CUDA 교육
#include <stdio.h>
#define NN 10
//__device__ float a[10]; /global memory
__global__
void function ( float* input, int size ){
/* GPU SOURCE CODING HERE!! */
//int i=0; //define in register. i was define <<<3, 4>>> so make 12EA
//int j=0;
int i = blockIdx.x * blockDim.x + threadIdx.x;
if (size < blockDim.x * gridDim.x){
input[i] = input[i]*input[i];
return;
}else{
return;
}
}
int main()
{
float *a, *b_dev; //a:CPU , b_dev:GPU
size_t memSize = sizeof(float) * NN;
a = (float*) malloc( memSize ); //float a[10]
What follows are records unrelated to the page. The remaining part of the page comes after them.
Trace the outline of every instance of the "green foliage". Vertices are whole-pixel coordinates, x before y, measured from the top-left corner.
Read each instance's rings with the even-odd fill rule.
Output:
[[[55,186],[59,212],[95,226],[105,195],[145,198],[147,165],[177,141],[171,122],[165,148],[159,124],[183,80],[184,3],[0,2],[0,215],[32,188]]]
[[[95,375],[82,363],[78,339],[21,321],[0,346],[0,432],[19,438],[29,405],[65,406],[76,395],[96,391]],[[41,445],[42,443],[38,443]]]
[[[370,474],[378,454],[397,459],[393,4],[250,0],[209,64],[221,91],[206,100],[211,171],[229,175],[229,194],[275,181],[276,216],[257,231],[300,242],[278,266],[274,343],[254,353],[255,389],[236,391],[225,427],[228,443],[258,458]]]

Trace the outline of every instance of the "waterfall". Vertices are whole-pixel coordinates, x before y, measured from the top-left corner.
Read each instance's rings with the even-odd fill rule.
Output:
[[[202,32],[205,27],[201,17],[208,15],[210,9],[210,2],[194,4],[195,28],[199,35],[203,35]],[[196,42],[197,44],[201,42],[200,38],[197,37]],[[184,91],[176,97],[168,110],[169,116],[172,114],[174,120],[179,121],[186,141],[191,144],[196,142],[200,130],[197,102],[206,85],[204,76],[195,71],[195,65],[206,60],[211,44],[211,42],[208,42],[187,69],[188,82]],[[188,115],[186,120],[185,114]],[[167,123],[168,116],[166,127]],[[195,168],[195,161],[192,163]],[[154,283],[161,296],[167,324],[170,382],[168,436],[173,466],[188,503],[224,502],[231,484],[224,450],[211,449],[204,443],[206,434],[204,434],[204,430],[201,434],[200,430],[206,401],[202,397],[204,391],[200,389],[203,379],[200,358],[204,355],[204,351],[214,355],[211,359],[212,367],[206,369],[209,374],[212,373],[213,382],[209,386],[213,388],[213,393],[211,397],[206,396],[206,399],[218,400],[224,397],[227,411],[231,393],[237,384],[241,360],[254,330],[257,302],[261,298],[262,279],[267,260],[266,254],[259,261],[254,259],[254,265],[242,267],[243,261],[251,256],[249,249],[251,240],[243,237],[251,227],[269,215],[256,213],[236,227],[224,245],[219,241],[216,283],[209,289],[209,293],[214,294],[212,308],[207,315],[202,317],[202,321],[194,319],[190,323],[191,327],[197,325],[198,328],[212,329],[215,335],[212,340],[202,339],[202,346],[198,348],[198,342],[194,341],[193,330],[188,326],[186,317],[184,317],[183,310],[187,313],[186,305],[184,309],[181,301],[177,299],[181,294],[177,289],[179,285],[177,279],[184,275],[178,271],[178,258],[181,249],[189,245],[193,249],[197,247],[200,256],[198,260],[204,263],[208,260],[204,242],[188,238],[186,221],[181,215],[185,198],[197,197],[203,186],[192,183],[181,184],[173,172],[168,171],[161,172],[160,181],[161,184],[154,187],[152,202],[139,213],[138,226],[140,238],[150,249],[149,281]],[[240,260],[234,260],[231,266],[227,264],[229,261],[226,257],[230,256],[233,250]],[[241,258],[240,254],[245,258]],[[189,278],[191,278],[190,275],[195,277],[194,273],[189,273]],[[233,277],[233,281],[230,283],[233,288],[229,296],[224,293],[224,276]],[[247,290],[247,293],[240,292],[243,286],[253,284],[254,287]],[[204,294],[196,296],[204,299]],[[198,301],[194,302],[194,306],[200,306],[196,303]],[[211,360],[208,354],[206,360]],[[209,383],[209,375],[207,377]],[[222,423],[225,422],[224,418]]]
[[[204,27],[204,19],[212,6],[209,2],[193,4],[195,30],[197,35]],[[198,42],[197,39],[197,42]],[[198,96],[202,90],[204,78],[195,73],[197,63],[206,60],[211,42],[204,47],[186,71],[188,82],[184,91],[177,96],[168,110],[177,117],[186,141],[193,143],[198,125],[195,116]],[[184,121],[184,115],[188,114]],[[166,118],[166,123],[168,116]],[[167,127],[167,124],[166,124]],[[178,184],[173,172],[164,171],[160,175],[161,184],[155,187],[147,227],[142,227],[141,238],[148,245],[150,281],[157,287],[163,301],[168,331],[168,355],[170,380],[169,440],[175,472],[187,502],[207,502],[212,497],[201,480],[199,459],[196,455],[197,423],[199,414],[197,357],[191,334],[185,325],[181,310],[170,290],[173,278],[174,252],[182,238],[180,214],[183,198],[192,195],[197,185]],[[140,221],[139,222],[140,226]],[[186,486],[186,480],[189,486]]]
//b = (float*) cudaMalloc ( sizeof(float) * 10 ); //This is can't use so use like next line
cudaMalloc( (void**)&b_dev, memSize * NN );
cudaMemcpy( b_dev, a, memSize, cudaMemcpyHostToDevice); //Upload
function <<<3, 4>>> ( b_dev, NN );
cudaMemcpy (a, b_dev, memSize, cudaMemcpyDeviceToHost); //Download
printf("ERR MASSAGE :\n%s\n", cudaGetErrorString( cudaGetLastError() ));
return 0;
}